School of Psychology, University of Nottingham, Nottingham, United Kingdom.
Delft University of Technology, Faculty of Electrical Engineering, Mathematics and Computer Science, Delft, The Netherlands; Brain Center Rudolf Magnus, Department of Psychiatry, University Medical Center Utrecht, Utrecht, The Netherlands.
Neuroimage. 2018 Feb 1;166:371-384. doi: 10.1016/j.neuroimage.2017.11.016. Epub 2017 Nov 11.
There is an increasing awareness of the advantages of multi-modal neuroimaging. Networks obtained from different modalities are usually treated in isolation, which is however contradictory to accumulating evidence that these networks show non-trivial interdependencies. Even networks obtained from a single modality, such as frequency-band specific functional networks measured from magnetoencephalography (MEG) are often treated independently. Here, we discuss how a multilayer network framework allows for integration of multiple networks into a single network description and how graph metrics can be applied to quantify multilayer network organisation for group comparison. We analyse how well-known biases for single layer networks, such as effects of group differences in link density and/or average connectivity, influence multilayer networks, and we compare four schemes that aim to correct for such biases: the minimum spanning tree (MST), effective graph resistance cost minimisation, efficiency cost optimisation (ECO) and a normalisation scheme based on singular value decomposition (SVD). These schemes can be applied to the layers independently or to the multilayer network as a whole. For correction applied to whole multilayer networks, only the SVD showed sufficient bias correction. For correction applied to individual layers, three schemes (ECO, MST, SVD) could correct for biases. By using generative models as well as empirical MEG and functional magnetic resonance imaging (fMRI) data, we further demonstrated that all schemes were sensitive to identify network topology when the original networks were perturbed. In conclusion, uncorrected multilayer network analysis leads to biases. These biases may differ between centres and studies and could consequently lead to unreproducible results in a similar manner as for single layer networks. We therefore recommend using correction schemes prior to multilayer network analysis for group comparisons.

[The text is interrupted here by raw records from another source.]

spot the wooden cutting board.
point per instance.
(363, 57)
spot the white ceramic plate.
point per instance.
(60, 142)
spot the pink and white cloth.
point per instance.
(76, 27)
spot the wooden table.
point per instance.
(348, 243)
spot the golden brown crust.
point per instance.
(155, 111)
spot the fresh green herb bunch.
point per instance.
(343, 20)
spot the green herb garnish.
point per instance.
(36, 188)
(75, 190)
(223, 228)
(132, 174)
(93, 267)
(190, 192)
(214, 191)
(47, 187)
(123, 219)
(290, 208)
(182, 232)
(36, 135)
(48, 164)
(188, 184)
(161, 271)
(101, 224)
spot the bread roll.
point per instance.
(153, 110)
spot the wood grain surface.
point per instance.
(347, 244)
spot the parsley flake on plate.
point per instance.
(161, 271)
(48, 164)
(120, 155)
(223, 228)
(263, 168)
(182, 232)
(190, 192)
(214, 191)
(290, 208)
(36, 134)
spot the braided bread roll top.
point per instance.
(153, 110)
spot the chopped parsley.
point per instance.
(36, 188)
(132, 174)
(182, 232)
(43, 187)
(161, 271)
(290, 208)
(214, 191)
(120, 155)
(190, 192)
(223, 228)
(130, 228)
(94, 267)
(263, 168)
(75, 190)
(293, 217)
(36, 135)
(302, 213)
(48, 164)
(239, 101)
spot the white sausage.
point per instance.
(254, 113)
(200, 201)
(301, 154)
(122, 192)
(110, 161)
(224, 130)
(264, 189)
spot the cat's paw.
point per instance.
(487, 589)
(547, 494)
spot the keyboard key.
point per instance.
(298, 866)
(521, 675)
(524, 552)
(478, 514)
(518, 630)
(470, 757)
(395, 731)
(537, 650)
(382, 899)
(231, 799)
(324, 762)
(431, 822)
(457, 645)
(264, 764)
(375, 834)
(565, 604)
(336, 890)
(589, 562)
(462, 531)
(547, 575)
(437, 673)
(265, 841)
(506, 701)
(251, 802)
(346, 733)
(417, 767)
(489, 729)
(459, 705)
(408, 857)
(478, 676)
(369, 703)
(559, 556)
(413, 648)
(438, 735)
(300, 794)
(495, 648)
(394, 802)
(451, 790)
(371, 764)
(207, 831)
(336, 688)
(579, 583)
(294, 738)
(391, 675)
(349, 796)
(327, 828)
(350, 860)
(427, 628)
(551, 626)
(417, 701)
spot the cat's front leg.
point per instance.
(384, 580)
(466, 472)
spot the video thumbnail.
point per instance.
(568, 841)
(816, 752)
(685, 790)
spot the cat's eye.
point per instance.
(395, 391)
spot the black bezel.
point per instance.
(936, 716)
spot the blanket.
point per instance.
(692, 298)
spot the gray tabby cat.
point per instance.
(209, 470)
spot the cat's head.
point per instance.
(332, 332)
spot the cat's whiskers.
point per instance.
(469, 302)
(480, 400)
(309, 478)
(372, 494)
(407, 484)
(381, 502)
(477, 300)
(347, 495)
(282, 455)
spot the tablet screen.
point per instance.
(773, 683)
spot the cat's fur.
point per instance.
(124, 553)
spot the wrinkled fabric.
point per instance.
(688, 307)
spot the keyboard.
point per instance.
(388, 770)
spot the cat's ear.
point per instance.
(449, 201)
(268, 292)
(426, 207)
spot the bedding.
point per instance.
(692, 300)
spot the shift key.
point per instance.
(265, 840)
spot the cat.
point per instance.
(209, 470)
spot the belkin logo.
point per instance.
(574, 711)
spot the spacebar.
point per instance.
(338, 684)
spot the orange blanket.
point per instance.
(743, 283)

人们越来越意识到多模态神经影像学的优势。来自不同模态的网络通常是孤立处理的,但这与越来越多的证据相矛盾,这些证据表明这些网络存在着非平凡的相互依存关系。即使是来自单一模态的网络,如从脑磁图(MEG)测量得到的特定频带的功能网络,也通常是独立处理的。在这里,我们讨论了多层网络框架如何将多个网络集成到单个网络描述中,以及如何应用图度量来量化多层网络组织以进行组比较。我们分析了单层层网络中众所周知的偏差,例如连接密度和/或平均连通性的组间差异的影响如何影响多层网络,并比较了四种旨在纠正这些偏差的方案:最小生成树(MST)、有效图电阻成本最小化、效率成本优化(ECO)和基于奇异值分解(SVD)的归一化方案。这些方案可以独立应用于各层,也可以应用于整个多层网络。对于应用于整个多层网络的校正,只有 SVD 显示出足够的偏差校正。对于应用于各个层的校正,有三种方案(ECO、MST、SVD)可以纠正偏差。通过使用生成模型以及经验性 MEG 和功能磁共振成像(fMRI)数据,我们进一步证明,所有方案都可以在原始网络受到干扰时识别网络拓扑。总之,未经校正的多层网络分析会产生偏差。这些偏差可能因中心和研究而异,因此可能会以类似于单层层网络的方式导致不可重复的结果。因此,我们建议在进行组比较之前,使用校正方案进行多层网络分析。